The Luxembourg market regulators are having none of UBS’s argument. In the first place, they say the marketing materials are binding. Second, even if they weren’t, these kind of arrangements aren’t legal anyway. Under European regulations, it may not be possible for a firm selling a mutual fund investment to delegate its safekeeping, custodial duties back to an investor through a subscription agreement. Some regulators have scpressed “suprise and anger” that the fund could be sold under the conditions UBS claims applies.
From the FT:
UBS’s wording of subscription documents for the Luxalpha Sicav, a Luxembourg mutual fund registered for sale across Europe, may set it in conflict with the Luxembourg financial regulator. The Commission de Surveillance du Secteur Financer said: “The provisions of the sales prospectus are binding.”…

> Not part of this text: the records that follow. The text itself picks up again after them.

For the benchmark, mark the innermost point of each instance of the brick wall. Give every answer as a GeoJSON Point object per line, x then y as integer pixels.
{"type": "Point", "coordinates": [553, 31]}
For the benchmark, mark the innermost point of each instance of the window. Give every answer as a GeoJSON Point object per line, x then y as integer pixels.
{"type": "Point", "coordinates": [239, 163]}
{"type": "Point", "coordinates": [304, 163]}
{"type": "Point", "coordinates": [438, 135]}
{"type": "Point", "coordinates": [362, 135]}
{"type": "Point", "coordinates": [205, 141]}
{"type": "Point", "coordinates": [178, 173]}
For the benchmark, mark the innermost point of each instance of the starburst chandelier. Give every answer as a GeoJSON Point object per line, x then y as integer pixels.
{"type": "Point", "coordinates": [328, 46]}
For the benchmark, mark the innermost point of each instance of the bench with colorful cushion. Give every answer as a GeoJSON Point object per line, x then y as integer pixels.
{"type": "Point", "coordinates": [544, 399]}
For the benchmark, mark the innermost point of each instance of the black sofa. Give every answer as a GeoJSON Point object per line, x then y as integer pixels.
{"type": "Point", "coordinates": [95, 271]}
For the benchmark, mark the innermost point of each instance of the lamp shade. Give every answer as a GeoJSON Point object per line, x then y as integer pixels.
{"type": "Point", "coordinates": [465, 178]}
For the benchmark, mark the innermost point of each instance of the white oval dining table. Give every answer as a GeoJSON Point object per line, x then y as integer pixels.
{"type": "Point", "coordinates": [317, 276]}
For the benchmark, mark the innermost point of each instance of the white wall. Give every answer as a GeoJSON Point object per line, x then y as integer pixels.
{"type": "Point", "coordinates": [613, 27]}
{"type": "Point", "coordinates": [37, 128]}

Subscription documents for the Luxalpha Sicav explicitly remove UBS’s liability if the fund’s assets are lost. Under European rules, custodians such as UBS must take responsibility for “safekeeping” of a regulated mutual fund’s assets. But the Luxalpha subscription form states that UBS “is not the safekeeping agent of the assets of the fund as the assets are safekept by the US registered broker-dealer”.
In its defence, UBS says it established the fund of fund structure at the request of customers who wants to invest with Bernard Madoff, despite the fact that Madoff was not on the bank’s wealth management recommended list. So it seems at least a fair question of whether meeting customer demand for Madoff investment funds should imperil the bank for Madoff scams.